A pleural biopsy is a blind sampling of small pleura pieces with a special needle (Cope or Abrams needle) for diagnostic purposes. The puncture site varies depending on what needs to be punctured.
The procedure can take from a few minutes to half an hour.
The skin and chest wall are disinfected and locally anesthetized using xylocaine. The patient sits on an examination table during the entire examination and possibly receives an intramuscular injection of atropine before the examination in order to avoid any discomfort.
What happens after the procedure?
A pleural drain is at times placed after the procedure to fully empty the pleural cavity, relieve shortness of breath or consider local treatment afterwards.
Risks and inconveniences
Impaired vision (blurred sight) for 1 to 2 hours caused by atropine can occur. It is not recommended to drive a car during this time period.

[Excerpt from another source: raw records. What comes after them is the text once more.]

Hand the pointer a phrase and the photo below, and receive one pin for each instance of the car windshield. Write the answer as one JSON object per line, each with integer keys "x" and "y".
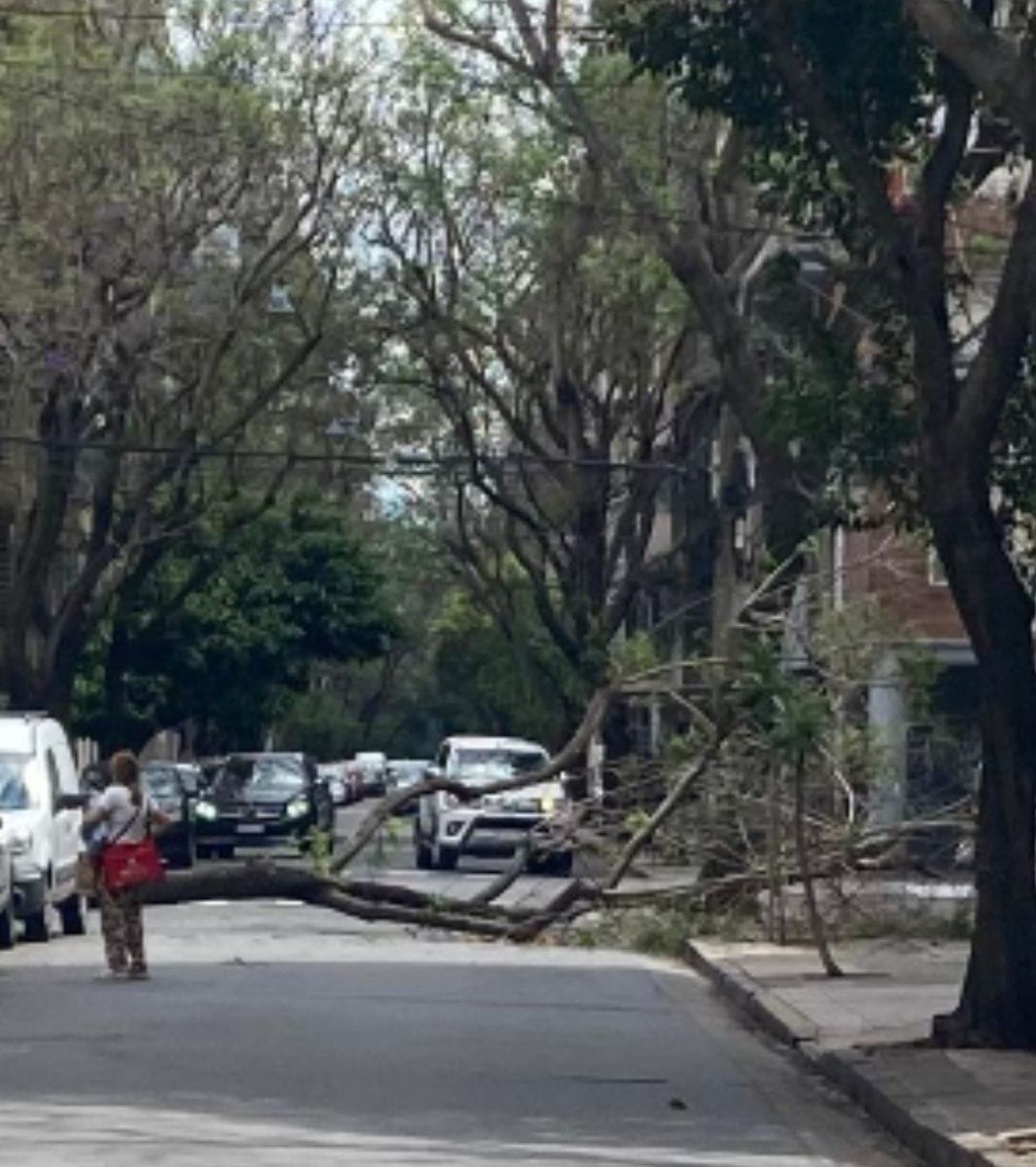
{"x": 162, "y": 784}
{"x": 405, "y": 772}
{"x": 15, "y": 794}
{"x": 486, "y": 766}
{"x": 274, "y": 777}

Any medical act, exploration, or intervention on the human body, even if carried out under conditions of competence and safety in accordance with current scientific data and regulations, entails a risk of complication.
The complications of pleural puncture-biopsy are quite exceptional. They may consist either of a pneumothorax (air in the pleural cavity) by accidental lung puncture or entry of air through the needle or of a hemothorax (blood in the cavity) by injury of an intercostal artery.